Love gives everything

A reflection By Sister Anna Marie Reha, Provincial Councilor

Valentine’s Day became my favorite non-religious holiday during the 1980s when I was helping with Teens Encounter Christ (TEC), a three-day retreat based on the Paschal Mystery of Jesus that invites older adolescents and young adults to encounter Christ in ways that many have not experienced.

Heart shape etched into snow.Walking with youth as they experienced strong and emotional encounters with Christ was inspirational and awe inspiring. These retreats offered an opportunity to share with young people that the mystery of God’s love is not only abundant, but also inexhaustible, present at the beginning when God brought forth all that is, singing in Jesus' incarnation, life, death and resurrection, and pulsing through each of us as Spirit.

Because President’s Day gave me a three-day weekend, it was the perfect time to serve on TEC retreats and it usually fell on or near Valentine’s Day. The history of Valentine's Day–and the story of its patron saint–is shrouded in mystery, and some may call this day fanciful and commercialistic as people get caught up in buying sweet things, red things and pretty things. But I will not be put off, because in the end it is what we make of it. For me, it is a time to ponder and seek the internal aim to find authenticity in showing love to the world and reveling in how much we are loved: by God, family, friends and community.

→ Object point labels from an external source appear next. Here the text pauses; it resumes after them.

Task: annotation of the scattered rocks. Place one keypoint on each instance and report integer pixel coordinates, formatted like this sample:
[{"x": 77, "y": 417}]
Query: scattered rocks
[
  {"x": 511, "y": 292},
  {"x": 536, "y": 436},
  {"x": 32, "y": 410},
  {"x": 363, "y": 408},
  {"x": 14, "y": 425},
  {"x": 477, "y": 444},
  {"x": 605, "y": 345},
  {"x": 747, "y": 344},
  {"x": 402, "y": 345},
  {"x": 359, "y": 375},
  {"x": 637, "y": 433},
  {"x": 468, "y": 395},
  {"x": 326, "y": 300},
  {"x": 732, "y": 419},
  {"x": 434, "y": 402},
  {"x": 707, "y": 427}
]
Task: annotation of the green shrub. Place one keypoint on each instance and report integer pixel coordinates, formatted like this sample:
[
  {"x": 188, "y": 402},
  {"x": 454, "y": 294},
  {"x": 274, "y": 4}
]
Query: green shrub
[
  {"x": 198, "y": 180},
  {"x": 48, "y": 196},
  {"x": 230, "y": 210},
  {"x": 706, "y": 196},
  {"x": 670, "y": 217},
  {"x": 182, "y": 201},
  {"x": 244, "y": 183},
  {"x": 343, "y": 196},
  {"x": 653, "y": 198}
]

Paul’s letter to the Ephesians speaks to that love when he says, “I pray that you, being rooted and established in love, may have power, together with all the Lord's holy people, to grasp how wide and long and high and deep is the love of Christ, and to know this love that surpasses knowledge-that you may be filled to the measure of all the fullness of God.” (Ephesians 3:17-19)

“You Are Sent,” the Constitution of the School Sisters of Notre Dame, speaks about love, “My God, you call me to be one with you and send me to proclaim your love through my life. ...I vow to live forever consecrated celibacy, gospel poverty, and apostolic obedience, in community, according to the constitution of the School Sisters of Notre Dame.” (Cf. GD, 30)

Love, sacrifice and commitment are the true meaning of Valentine’s Day. And so, let us love generously, abundantly, open-heartedly. Just as the folks who participated in TEC discovered, may the way of love be found in our encounters with Jesus Christ and expressed in living unconditional, unselfish, sacrificial and redemptive love. In the words of Llewellyn Vaughan-Lee, author and lecturer, “Our heart knows what our mind has forgotten – it knows the sacred that is within all that exists, and through a depth of feeling we can once again experience this connection, this belonging.”

Let Valentine’s Day be a day of encounter and connection … and love.